Finalement, y a-t-il encore besoin de journalistes pour nous éclairer en temps de campagne électorale ? C'est la question volontairement provocatrice que l'on peut se poser après avoir regardé le débat Macron/Le Pen sur TF1 et France 2.
Ils se contentaient de faire respecter le timing prévu et d'assurer les transitions entre les différents thèmes abordés. De simples passe-plats. Léa Salamé et Gilles Bouleau n'auront pas fait gloire au métier de journaliste lors du face-à-face politique télévisé entre le président français Emmanuel Macron et sa rivale d'extrême-droite Marine Le Pen.
Aucune question dérangeante, aucune intervention poil-à-gratter, aucune recontextualisation, aucune rectification lorsqu'une énormité est balancée en direct devant des millions de téléspectateurs... Ils se sont limités au rôle d'arbitres.
Mais ne leur en voulons pas trop : saviez-vous que, dans cet exercice bien particulier du débat d'entre deux tours à la télé française, tout, absolument tout, dans le moindre détail, fait l'objet de négociations intenses ?
Rien n'est laissé à la libre appréciation des chaînes, comme c'est pourtant le cas dans les autres émissions. Les thèmes abordés, pour ne pas dire les questions elles-mêmes, mais aussi des éléments très pratiques telles que l'écart entre les pupitres des deux candidats, l'éclairage, le nom du réalisateur aux manettes, les cas où les plans de coupe (contre-champs) sont autorisés... Ce sont les politiques et leurs conseillers qui décident des règles du «jeu» !
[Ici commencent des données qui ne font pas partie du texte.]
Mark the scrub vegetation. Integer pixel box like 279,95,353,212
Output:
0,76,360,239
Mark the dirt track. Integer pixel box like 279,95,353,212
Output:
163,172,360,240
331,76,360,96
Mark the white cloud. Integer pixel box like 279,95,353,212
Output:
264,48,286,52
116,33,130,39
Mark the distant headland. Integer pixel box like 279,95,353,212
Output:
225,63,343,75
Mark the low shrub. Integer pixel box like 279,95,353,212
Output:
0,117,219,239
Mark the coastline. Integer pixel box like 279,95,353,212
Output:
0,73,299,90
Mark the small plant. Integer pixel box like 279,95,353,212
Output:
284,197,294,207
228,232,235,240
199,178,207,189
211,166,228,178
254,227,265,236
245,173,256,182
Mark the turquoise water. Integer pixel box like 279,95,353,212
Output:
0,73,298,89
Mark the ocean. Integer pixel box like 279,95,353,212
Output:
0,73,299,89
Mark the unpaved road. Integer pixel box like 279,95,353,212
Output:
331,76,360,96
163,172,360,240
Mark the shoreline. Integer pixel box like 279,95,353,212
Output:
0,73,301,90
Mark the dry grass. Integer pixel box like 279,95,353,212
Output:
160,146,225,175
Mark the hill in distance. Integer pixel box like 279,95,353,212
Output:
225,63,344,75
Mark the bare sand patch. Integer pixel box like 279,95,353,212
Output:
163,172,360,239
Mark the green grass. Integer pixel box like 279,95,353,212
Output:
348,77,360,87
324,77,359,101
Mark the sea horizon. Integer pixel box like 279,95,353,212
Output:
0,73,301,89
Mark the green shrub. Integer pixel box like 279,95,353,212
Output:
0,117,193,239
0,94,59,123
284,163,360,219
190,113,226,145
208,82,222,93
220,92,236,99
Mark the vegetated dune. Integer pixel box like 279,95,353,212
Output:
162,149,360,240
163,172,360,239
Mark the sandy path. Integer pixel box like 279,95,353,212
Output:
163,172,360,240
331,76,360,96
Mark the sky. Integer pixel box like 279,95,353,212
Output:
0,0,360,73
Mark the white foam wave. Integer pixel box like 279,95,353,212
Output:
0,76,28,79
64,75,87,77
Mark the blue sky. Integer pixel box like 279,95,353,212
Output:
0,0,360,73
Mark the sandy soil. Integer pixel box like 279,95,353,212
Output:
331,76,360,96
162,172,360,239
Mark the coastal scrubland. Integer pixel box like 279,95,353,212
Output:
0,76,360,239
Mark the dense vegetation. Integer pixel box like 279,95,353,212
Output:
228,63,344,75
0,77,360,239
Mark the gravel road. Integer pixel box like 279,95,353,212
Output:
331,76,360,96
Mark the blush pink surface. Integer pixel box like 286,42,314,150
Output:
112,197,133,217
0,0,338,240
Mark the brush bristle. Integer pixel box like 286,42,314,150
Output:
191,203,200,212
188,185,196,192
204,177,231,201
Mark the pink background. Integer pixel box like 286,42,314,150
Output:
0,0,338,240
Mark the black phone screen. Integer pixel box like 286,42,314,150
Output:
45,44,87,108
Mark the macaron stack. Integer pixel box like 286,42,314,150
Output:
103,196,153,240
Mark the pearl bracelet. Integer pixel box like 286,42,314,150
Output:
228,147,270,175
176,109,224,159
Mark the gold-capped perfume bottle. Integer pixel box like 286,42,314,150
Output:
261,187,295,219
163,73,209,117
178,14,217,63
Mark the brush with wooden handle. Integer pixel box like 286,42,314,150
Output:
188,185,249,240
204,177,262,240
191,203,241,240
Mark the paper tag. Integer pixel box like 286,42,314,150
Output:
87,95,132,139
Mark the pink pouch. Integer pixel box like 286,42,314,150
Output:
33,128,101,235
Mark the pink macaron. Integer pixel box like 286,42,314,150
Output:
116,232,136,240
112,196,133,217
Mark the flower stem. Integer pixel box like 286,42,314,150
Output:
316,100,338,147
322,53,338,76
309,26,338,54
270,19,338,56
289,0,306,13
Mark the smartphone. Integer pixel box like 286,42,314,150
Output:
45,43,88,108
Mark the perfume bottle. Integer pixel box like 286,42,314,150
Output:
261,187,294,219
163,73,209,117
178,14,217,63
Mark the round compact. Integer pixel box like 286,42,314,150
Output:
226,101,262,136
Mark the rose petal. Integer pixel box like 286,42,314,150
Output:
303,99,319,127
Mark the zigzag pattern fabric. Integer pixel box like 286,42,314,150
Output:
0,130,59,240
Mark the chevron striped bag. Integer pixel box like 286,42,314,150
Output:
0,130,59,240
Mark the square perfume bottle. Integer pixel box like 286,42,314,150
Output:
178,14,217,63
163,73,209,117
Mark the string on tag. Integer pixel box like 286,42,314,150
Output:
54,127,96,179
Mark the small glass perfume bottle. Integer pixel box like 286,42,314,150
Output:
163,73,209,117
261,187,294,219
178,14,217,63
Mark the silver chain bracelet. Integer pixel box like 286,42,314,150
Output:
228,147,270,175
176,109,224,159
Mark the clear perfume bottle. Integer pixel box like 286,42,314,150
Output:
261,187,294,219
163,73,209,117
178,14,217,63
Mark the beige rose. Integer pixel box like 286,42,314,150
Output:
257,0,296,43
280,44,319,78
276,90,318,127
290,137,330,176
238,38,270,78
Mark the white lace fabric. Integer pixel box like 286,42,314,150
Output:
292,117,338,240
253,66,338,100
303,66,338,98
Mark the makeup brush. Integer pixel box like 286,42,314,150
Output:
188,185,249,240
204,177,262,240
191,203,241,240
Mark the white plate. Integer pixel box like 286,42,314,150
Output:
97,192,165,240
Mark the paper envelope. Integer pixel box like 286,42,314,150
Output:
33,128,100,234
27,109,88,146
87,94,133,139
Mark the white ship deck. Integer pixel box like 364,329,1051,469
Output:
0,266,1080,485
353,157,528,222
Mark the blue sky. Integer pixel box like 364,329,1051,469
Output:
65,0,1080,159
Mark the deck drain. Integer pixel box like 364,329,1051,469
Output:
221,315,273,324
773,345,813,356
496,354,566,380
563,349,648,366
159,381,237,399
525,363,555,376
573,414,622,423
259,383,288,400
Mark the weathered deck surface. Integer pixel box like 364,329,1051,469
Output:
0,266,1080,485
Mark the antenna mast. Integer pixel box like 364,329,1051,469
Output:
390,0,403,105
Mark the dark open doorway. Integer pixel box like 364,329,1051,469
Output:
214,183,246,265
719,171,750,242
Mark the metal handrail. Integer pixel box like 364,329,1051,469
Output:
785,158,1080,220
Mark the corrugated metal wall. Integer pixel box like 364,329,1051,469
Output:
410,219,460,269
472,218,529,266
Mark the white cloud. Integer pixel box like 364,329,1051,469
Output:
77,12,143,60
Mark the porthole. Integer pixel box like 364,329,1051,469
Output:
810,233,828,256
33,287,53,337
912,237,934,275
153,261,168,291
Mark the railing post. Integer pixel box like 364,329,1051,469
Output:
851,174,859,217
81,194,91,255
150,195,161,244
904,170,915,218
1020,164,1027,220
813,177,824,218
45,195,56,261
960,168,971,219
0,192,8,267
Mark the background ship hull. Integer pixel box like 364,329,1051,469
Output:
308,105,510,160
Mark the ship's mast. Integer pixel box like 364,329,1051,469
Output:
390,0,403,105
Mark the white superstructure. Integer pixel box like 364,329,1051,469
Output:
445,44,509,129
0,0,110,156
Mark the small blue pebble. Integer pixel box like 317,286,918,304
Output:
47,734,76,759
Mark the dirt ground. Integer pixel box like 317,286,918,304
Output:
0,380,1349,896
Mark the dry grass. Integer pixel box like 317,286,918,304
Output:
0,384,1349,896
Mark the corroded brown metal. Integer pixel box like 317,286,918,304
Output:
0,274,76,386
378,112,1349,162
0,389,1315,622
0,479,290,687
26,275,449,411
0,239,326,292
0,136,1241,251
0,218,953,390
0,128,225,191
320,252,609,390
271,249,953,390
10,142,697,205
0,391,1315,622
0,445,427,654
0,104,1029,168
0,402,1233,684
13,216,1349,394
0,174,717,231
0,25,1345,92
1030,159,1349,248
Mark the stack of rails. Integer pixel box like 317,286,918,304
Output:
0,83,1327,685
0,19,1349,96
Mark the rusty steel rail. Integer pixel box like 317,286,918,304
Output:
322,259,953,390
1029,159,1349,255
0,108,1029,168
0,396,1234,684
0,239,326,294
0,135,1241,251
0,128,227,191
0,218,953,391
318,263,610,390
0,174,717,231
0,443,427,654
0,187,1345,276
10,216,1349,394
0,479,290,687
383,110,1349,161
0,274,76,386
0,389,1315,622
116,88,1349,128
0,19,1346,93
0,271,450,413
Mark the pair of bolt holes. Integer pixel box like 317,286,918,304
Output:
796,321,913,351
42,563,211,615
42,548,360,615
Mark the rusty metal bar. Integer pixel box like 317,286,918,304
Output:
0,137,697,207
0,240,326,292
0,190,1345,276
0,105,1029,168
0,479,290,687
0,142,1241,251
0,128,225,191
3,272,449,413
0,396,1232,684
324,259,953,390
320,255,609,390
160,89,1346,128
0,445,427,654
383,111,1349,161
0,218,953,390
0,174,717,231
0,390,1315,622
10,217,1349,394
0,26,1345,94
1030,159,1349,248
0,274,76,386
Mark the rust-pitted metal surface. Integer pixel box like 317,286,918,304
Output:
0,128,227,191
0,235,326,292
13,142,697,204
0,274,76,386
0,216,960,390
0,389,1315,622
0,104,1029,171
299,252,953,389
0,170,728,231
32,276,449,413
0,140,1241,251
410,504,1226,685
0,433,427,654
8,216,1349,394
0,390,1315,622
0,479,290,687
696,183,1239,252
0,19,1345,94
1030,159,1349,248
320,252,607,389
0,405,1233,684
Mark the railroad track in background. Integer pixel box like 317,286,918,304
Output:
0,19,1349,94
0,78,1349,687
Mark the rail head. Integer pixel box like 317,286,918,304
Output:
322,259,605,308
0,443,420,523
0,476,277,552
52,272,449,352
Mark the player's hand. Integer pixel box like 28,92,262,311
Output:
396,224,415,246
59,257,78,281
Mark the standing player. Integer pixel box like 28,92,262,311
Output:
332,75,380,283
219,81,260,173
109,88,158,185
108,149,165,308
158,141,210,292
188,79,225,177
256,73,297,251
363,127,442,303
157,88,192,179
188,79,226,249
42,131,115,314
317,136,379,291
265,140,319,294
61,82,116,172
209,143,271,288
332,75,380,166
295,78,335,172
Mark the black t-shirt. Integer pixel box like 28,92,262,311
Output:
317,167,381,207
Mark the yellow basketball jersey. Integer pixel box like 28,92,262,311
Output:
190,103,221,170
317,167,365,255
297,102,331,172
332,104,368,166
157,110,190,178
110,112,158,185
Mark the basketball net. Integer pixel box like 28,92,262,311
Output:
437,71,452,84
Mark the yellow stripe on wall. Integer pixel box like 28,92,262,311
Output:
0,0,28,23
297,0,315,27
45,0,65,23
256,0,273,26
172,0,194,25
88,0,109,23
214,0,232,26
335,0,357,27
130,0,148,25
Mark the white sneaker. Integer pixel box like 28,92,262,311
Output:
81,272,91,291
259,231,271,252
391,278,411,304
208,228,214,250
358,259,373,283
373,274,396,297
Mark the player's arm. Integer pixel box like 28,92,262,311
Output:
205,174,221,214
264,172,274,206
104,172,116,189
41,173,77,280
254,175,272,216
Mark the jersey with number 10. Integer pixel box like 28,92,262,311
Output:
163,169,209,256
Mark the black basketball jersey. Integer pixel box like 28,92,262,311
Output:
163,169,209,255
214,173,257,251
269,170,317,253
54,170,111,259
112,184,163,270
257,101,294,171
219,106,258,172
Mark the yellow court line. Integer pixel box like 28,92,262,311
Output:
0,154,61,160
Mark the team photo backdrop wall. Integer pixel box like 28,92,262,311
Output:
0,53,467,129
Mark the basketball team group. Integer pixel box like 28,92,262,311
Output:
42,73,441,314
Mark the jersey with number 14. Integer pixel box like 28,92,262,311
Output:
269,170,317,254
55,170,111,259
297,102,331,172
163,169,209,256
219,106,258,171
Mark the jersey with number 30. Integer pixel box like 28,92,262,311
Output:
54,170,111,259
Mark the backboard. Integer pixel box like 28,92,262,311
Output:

Les intervenants choisissent même les noms des journalistes qui vont les «interviewer»... Cette année, il s'avère d'ailleurs que le nom d'Anne-Sophie Lapix, présentatrice du JT de France 2, a d'emblée été écarté par les deux camps : Macron n'aurait pas digéré sa pusillanimité lors d'un entretien au début de la crise du covid !
Les journalistes ne sont que des pantins dans ces échanges. Ai-je d'ailleurs été le seul à être surpris de constater que le tandem à l'animation (je dis bien «animation» !) était cette fois placé un peu plus bas que les «vedettes» du jour, hors de l'estrade, bien à l'écart du ring de boxe ?
Tout cela, rappelons-le, aux frais des chaînes : les candidats n'interviennent en rien financièrement dans la production. C'est le téléspectateur, voire le contribuable, qui paie ce simulacre.
En tout cas, la note est lourde pour la profession de journaliste, essentielle dans une démocratie, mais déjà tant malmenée ces derniers temps.